Example: Creating a Chart

Prompt:

"Create a bar chart with matplotlib showing: Acuity 4.1, Signify 7.2, Hubbell 5.6, Legrand 8.9. Output the chart as a base64 data URL so it displays inline."

Expected Code Output:

import matplotlib.pyplot as plt
import io
import base64

companies = ['Acuity', 'Signify', 'Hubbell', 'Legrand']
values = [4.1, 7.2, 5.6, 8.9]

plt.figure(figsize=(10, 6))
bars = plt.bar(companies, values, color=['#3498db', '#2ecc71', '#e74c3c', '#9b59b6'])

for bar, value in zip(bars, values):
plt.text(bar.get_x() + bar.get_width()/2, bar.get_height() + 0.1,
str(value), ha='center', va='bottom', fontsize=12)

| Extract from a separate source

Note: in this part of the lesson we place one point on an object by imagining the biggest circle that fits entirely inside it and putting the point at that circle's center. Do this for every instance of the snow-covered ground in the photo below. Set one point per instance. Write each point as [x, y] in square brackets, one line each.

plt.title('Company Values', fontsize=16, fontweight='bold')
plt.xlabel('Company', fontsize=12)
plt.ylabel('Value', fontsize=12)
plt.tight_layout()

buf = io.BytesIO()
plt.savefig(buf, format='png', dpi=150, bbox_inches='tight')
buf.seek(0)
print(f"data:image/png;base64,{base64.b64encode(buf.read()).decode()}")
plt.close()

The image will be automatically uploaded and displayed inline in your chat.

Browser Compatibility

Microsoft Edge: Pyodide Crashes

If Pyodide-based code execution causes Microsoft Edge to crash with a STATUS_ACCESS_VIOLATION error, this is caused by Edge's enhanced security mode.

Symptom: The browser tab or entire browser crashes when attempting to run Python code, with no useful error message.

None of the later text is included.